Op dit moment wil ik de Kamer echter vragen om ook de optie van een seminar in januari 2016 open te houden. De positie van het Luxemburgse voorzitterschap is een belangrijk aandachtspunt bij de planning en organisatie. Een seminar in het najaar zal in elk geval in goede afstemming met het voorzitterschap moeten plaatsvinden, maar Nederland dient ook rekening te houden met de mogelijkheid dat Luxemburg één van de onderwerpen (inkomstenzijde) tot prioriteit van het eigen voorzitterschap wil maken.

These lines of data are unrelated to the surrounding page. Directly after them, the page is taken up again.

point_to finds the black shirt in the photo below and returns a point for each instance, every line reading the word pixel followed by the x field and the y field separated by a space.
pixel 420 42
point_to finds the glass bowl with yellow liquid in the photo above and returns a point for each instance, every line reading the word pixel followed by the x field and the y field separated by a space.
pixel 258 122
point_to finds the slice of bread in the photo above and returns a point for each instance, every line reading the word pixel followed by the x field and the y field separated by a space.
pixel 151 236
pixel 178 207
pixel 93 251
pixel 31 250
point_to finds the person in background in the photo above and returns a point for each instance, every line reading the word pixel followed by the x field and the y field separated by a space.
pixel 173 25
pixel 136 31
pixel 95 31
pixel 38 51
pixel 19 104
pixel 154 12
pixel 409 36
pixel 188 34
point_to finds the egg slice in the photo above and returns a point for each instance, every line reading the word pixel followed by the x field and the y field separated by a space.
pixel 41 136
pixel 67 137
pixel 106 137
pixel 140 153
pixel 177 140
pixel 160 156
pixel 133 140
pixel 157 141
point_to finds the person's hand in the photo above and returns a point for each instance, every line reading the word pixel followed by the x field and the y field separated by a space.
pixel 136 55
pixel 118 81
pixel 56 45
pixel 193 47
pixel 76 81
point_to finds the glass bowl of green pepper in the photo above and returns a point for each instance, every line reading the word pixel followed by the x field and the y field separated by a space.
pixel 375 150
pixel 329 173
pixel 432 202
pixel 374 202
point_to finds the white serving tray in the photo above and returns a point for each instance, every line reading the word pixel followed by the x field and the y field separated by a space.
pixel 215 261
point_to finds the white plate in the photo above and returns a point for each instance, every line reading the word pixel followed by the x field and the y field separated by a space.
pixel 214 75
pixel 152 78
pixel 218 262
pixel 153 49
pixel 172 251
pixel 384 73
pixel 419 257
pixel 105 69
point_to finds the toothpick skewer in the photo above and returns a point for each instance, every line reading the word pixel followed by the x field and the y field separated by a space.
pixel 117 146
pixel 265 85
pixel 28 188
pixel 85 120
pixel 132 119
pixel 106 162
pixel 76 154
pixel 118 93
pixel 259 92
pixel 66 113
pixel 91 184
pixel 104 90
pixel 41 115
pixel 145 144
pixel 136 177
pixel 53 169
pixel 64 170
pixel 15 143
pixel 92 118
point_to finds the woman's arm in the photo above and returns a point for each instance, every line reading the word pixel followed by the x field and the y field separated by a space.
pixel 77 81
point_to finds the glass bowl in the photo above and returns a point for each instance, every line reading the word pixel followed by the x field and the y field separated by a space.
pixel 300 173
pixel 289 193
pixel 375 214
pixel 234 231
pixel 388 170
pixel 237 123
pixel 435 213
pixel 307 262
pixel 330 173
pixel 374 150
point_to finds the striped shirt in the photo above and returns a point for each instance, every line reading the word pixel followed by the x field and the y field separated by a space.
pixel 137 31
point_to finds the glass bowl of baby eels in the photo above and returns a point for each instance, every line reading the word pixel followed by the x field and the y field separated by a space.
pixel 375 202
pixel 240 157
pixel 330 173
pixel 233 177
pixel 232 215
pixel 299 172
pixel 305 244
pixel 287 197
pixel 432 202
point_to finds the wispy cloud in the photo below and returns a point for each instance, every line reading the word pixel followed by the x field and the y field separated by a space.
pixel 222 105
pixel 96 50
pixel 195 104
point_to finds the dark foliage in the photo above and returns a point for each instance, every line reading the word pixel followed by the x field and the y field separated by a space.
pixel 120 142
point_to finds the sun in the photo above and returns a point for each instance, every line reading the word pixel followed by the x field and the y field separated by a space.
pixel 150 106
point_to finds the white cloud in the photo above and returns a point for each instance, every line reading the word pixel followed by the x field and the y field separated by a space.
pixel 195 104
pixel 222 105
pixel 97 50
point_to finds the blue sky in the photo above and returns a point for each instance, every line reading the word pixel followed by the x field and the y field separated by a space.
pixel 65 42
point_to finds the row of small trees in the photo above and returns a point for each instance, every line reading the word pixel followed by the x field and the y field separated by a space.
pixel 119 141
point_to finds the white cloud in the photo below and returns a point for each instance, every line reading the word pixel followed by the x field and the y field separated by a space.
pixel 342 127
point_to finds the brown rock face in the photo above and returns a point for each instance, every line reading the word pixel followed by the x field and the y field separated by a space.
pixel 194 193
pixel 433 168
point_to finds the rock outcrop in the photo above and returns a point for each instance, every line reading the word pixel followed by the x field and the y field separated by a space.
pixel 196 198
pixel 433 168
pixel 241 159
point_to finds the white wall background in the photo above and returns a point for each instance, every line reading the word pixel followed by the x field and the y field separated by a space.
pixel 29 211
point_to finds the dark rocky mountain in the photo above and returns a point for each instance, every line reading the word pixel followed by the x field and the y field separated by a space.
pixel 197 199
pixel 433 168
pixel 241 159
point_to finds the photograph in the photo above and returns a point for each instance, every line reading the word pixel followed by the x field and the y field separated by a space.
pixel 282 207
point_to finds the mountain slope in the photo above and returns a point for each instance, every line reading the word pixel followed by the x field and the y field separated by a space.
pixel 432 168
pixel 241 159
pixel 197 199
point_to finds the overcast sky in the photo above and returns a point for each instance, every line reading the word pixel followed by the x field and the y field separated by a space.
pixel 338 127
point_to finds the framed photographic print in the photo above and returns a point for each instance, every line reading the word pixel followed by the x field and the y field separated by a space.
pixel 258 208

Het kabinet houdt hierover nauw contact met Luxemburg.

Ik kan mij goed voorstellen dat de Kamer graag verder spreekt over deze en andere aspecten van het seminar, zoals de opzet en organisatie. Vanzelfsprekend zal ook worden gekeken naar de rol die de Kamer kan spelen. Vanuit het kabinet zullen in ieder geval de Minister van Financiën en ikzelf bij het seminar betrokken zijn. Ook praktische kanten van de samenwerking zullen moeten worden besproken. Mijn ambtenaren zijn beschikbaar om samen met de griffie en de Commissie Europese Zaken deze punten verder uit te werken.

De Minister van Buitenlandse Zaken, A.G. Koenders


X Noot
1

Verslag van een Algemeen Overleg, Kamerstuk 21 501-02 nr. 1226, 30 januari 2013.